O efeito visual do tapete é equilibrado pelas cores neutras, cinza, branco e preto, contrastando com os tons terrosos do mobiliário. Foto: Denilson Machado
O apartamento praiano projetado pelo escritório Beta Arquitetura explora uma paleta de tons quentes, que lembra a atmosfera da cidade do Rio de Janeiro. No living, o tapete Hemp, que tem como
matéria-prima a cannabis, arranca suspiros de quem chega ao local. Foto: Denilson Machado
Como o próprio nome ilustra, o tapete Caminho de Varanda representa uma passagem desgastada, ou seja, é uma peça resistente e feita para usar. A durabilidade se deve também ao poliéster enrijecido e ao jacquard, que se unem para materializar o item brasileiro. Foto: Kacio Lira
Dupla face, o Kilim ganha vida a partir de uma mescla de vários fios de lã tingidos de cores diferentes, sempre monocromáticas. O modelo representa uma tonalidade pixelada com efeito de estonagem, valorizando o estilo contemporâneo em um processo de tear. Foto: Kacio Lira

De um lado, os persas e suas histórias milenares em cada fio; do outro, os contemporâneos com linhas orgânicas e formas geométricas. Apesar das diferenças, esses dois estilos compartilham características, como as tramas bem amarradas, o conforto e a habilidade de agregar estilo e aconchego a todo tipo de ambiente.

Foto: Kacio Lira

O projeto assinado por Valliati & Tomasi Patrão representa um modo atual de produção com um tapete de padronagem moderna que ganhou vida a partir do desenho autoral do escritório. Em acrílico, o elemento está inserido em uma atmosfera casual e monocromática, fazendo um contraponto com suas cores verde garrafa e rubi.

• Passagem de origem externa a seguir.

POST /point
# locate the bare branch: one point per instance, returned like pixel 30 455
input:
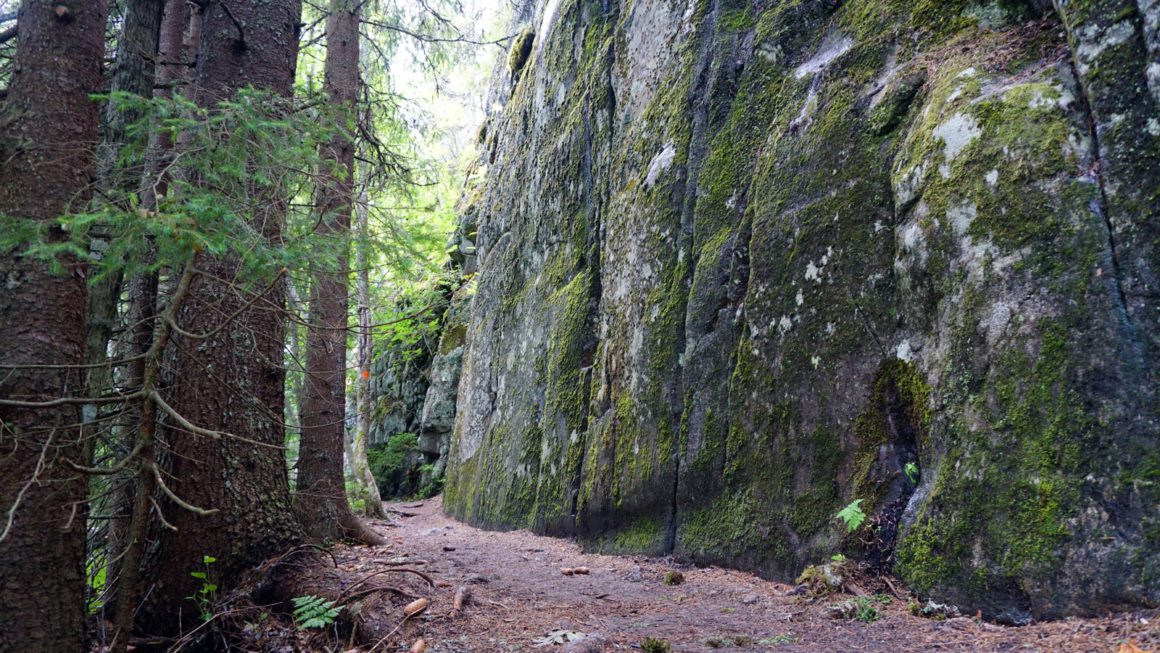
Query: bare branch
pixel 175 499
pixel 20 495
pixel 107 471
pixel 229 13
pixel 70 400
pixel 182 421
pixel 236 314
pixel 160 515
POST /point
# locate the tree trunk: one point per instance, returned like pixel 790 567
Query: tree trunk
pixel 133 71
pixel 321 499
pixel 231 382
pixel 359 462
pixel 48 149
pixel 173 49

A paleta de cores do tapete pontua os mesmos tons do sofá, das almofadas e de outros detalhes, enriquecendo a proposta decorativa criada pelo escritório Valliati & Tomasi Patrão. Foto: Celso Pilatti

Já o hall de entrada do apartamento concebido pelo UP ARQ alcança o requinte como um ponto de cor, contrastando com a contemporaneidade das linhas arquitetônicas juntamente com seus desenhos de origem iraniana. Para as arquitetas Graciela Dall Agnol e Janine Dal Prá, a escolha da raça iraniana foi certeira, tratando de um estilo de desenho suave, discreto e mais tradicional, e fugindo dos arabescos de peso clássico.

A paleta de cores neutras e leves foram o ponto de partida, junto com a obra de Clarice Yanke, trazendo pontos de azul para o piso junto ao vermelho escuro e discreto do tapete Mood. Foto: Grasi Mohr

Quem adquire ou é presenteado com um tapete tradicional tem nas mãos uma peça valiosa, especialmente se for uma obra antiga, com marcas do tempo que agregam ainda mais preciosidade aos itens. O modelo Vintage Monocromático, de origem belga, simula com a estonagem a estética antiga, reproduzindo o poder dos modelos clássicos a partir de uma releitura contemporânea.

Propositalmente desgastado, o modelo que tem origem europeia resgata a essência dos tapetes tradicionais em uma roupagem moderna. Foto: Kacio Lira

Com uma atmosfera mais moderna e feito fio a fio em látex, o tapete Jardim de Inverno retrata a paisagem complementar do sol e da luz, o verde orgânico da vegetação e a terra bem nutrida, tons que unidos se tornam elementos vivos. A peça chama atenção também pela irregularidade nas formas, criando uma composição assimétrica que esbanja autenticidade.

Permeado por contemporaneidade e traços que passam longe da obviedade, o Jardim de Inverno celebra a beleza singular de elementos da natureza. Foto: Kacio Lira
Clássico dos clássicos, o persa colabora para a estética romântica do espaço social projetado pela arquiteta Anelise Medeiros. Os tons claros que permeiam o elemento estão presentes em outros itens do décor, criando uma unidade visual harmoniosa e atemporal.